One of the reasons Jordan become so iconic, was his play (and his team's play) was predicated on a scoring guard leading the game, with not even secondary - but tertiary big men to just hang back, fill in the gaps, and try not to make any mistakes when the ball came to them. This flew against everything that was understood to be true about the game at that time as we were transitioning out of a long era of dominating, legendary bigs, and had been shepherded by Magic and Bird to believe that it would be
possible to be the leader and best player as a non-big, but it required certain parameters to accept (e.g., they were on amazing teams that still had great big men [moreso Magic] and the teams were largely in place before Magic and Bird arrived, rather than built around them).
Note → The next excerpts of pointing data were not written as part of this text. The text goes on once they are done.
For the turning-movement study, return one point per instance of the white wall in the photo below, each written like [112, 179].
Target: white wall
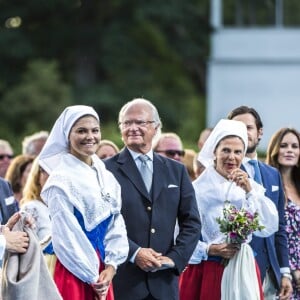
[258, 68]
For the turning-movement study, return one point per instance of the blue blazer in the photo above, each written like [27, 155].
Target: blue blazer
[150, 223]
[272, 252]
[8, 205]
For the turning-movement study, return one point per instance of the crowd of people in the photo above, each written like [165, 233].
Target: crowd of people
[143, 222]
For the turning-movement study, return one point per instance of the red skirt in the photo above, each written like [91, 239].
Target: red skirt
[203, 281]
[72, 288]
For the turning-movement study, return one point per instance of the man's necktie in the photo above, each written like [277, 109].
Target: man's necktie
[145, 171]
[257, 175]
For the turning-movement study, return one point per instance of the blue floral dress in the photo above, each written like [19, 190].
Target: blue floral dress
[292, 219]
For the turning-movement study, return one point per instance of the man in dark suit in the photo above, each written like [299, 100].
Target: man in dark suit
[155, 258]
[8, 204]
[272, 252]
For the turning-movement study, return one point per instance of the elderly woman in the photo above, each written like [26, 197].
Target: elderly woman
[223, 183]
[88, 231]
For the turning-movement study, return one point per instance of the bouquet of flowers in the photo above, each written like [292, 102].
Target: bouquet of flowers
[237, 224]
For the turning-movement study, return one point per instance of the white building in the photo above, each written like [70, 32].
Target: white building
[254, 65]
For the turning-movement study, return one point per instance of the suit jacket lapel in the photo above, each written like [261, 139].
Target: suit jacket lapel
[129, 168]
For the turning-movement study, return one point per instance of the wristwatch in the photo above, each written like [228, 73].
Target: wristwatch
[287, 275]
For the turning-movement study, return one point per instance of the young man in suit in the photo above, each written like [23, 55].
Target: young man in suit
[272, 252]
[155, 259]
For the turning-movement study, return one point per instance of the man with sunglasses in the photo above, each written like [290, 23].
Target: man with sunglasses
[170, 145]
[6, 155]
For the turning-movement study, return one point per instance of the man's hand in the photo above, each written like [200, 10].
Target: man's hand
[148, 259]
[102, 285]
[13, 220]
[16, 241]
[286, 289]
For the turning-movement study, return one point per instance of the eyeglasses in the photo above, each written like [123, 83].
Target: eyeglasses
[2, 156]
[172, 153]
[138, 123]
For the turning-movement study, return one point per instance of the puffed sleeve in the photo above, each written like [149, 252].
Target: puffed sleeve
[116, 242]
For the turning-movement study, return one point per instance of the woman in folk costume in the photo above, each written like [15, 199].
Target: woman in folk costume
[223, 183]
[84, 199]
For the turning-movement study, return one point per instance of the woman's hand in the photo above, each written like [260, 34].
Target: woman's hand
[224, 250]
[103, 282]
[241, 179]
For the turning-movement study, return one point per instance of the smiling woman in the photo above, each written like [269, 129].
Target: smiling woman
[88, 232]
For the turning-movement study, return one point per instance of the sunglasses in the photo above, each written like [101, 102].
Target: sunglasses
[2, 156]
[172, 153]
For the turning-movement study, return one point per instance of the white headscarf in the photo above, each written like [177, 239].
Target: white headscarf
[222, 129]
[58, 140]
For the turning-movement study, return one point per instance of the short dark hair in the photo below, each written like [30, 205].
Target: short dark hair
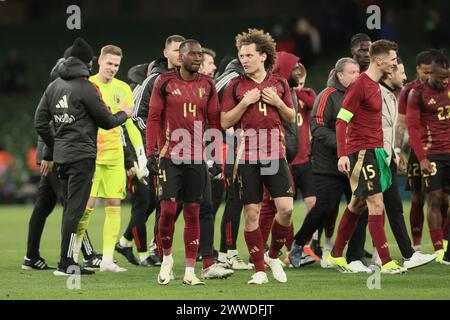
[208, 51]
[424, 57]
[358, 38]
[264, 44]
[380, 47]
[174, 38]
[184, 44]
[440, 58]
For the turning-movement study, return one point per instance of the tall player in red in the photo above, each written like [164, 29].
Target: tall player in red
[182, 101]
[414, 183]
[256, 103]
[428, 119]
[361, 155]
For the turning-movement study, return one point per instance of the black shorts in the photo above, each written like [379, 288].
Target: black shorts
[184, 182]
[364, 173]
[304, 179]
[439, 178]
[414, 182]
[252, 178]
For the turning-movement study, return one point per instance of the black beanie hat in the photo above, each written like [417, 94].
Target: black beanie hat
[82, 50]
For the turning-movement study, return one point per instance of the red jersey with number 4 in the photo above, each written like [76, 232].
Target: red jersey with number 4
[403, 97]
[428, 118]
[306, 98]
[363, 99]
[179, 111]
[261, 122]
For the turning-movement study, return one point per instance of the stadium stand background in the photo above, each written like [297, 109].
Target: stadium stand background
[37, 31]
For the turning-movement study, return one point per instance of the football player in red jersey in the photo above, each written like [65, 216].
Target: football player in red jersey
[256, 103]
[414, 182]
[182, 101]
[428, 119]
[361, 155]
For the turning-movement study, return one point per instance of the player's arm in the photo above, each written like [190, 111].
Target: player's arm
[98, 110]
[284, 105]
[400, 127]
[42, 120]
[352, 99]
[136, 141]
[308, 96]
[321, 117]
[156, 107]
[413, 123]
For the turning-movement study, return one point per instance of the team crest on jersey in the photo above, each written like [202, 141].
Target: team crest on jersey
[176, 92]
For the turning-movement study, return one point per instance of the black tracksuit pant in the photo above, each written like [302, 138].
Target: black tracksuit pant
[329, 191]
[76, 182]
[49, 193]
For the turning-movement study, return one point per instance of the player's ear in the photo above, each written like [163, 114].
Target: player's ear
[263, 57]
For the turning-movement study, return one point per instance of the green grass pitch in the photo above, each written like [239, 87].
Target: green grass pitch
[312, 282]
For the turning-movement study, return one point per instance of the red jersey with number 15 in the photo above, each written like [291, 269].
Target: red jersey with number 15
[179, 111]
[259, 116]
[428, 119]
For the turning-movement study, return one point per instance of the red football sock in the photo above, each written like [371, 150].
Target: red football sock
[166, 225]
[207, 262]
[290, 238]
[436, 238]
[416, 219]
[279, 236]
[255, 248]
[266, 217]
[191, 215]
[346, 228]
[376, 230]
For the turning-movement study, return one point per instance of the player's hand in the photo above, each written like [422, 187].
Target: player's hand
[344, 165]
[270, 96]
[141, 173]
[425, 166]
[152, 165]
[251, 96]
[127, 110]
[215, 170]
[131, 172]
[46, 167]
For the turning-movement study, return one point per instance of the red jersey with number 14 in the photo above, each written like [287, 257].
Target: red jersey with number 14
[428, 115]
[179, 111]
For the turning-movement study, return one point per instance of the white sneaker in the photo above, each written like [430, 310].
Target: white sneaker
[236, 263]
[165, 273]
[111, 267]
[192, 280]
[376, 260]
[277, 269]
[216, 271]
[259, 278]
[324, 263]
[358, 266]
[418, 259]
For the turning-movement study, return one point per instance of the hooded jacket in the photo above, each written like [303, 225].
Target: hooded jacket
[284, 66]
[143, 92]
[323, 128]
[76, 108]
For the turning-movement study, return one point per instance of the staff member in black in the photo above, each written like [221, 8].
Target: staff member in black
[75, 106]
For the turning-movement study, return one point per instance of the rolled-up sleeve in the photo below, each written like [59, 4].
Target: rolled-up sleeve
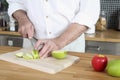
[15, 5]
[88, 13]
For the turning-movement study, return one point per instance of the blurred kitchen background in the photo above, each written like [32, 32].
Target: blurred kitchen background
[109, 19]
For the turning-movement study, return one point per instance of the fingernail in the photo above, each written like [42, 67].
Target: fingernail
[30, 37]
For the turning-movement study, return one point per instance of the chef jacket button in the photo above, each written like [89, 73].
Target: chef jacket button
[46, 16]
[50, 32]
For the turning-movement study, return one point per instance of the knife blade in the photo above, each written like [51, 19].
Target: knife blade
[31, 41]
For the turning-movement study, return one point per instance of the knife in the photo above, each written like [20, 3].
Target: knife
[32, 43]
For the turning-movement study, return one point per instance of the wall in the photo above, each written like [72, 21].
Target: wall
[112, 8]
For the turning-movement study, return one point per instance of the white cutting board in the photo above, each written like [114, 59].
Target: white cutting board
[49, 65]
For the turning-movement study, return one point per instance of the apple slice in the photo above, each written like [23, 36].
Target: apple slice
[28, 56]
[35, 54]
[59, 54]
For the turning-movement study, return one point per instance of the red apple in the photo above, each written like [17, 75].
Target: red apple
[99, 62]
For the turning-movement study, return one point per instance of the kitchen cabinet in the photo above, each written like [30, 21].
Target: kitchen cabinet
[103, 47]
[11, 40]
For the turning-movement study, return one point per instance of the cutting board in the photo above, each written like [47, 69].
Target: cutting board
[48, 65]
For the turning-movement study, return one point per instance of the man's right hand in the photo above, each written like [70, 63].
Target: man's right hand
[26, 28]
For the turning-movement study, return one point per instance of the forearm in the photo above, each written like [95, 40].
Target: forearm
[73, 32]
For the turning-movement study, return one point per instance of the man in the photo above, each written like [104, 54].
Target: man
[57, 24]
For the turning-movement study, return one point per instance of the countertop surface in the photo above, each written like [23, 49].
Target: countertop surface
[106, 36]
[81, 70]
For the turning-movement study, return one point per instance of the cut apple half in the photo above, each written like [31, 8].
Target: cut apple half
[59, 54]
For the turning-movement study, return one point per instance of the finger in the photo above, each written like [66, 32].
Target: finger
[44, 49]
[38, 44]
[30, 32]
[47, 53]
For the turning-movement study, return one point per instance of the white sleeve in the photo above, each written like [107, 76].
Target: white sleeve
[15, 5]
[88, 13]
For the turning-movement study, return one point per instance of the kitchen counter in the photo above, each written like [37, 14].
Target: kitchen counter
[9, 33]
[104, 36]
[78, 71]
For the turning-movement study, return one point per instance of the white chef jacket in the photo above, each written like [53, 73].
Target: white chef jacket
[52, 17]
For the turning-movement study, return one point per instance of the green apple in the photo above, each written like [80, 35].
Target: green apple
[35, 54]
[20, 54]
[59, 54]
[28, 56]
[113, 68]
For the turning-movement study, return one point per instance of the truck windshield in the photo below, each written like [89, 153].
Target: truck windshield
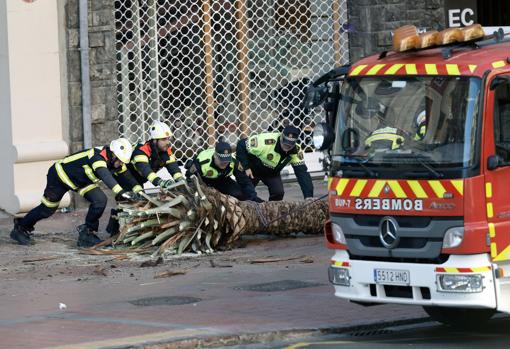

So, when Jordan started dunking on all of the biggest players in the league - to the point where people were tracking whom he had left to dunk on - what increased the incredulity of the viewers was that what he was doing was not supposed to happen: It was an inconceivable exception to an unwritten rule that was believed in so strongly people treated it like a law of physics.
Olajuwon, Robinson, Mutombo, Mourning, Shaq, Eaton, Bol, Ratliff and more were like the largest dinosaurs roaming the earth, before people began to carve up the landscape and everyone got so excited about watching skillful guard play that they change the rules to open up the game more. 4 blocks a game was the elite class in an era where there were fewer shots than there are now. Part of that is fouling, for sure, but that's
because the pace was slower, with a higher percentage of plays in the half-court. The gameplan was putting up a wall of giants to catch and score easily over the top on one end and stop the other team from doing the same on the other end. You had a higher percentage of shots in traffic, and the ability to get uncontestable shots as close as possible to the basket was the primary goal of the offense. Eventually that expanded, and you had Duncan and Malone evolving into primarily mid-range jump shooters by the later stages of their careers, players growing up with 3-point lines spacing the game with better ranged shooting - the openness begat more openness. The powers that be realized how much fans loved Jordan and rather than try to find another one, they found ways to open the game up, and it worked.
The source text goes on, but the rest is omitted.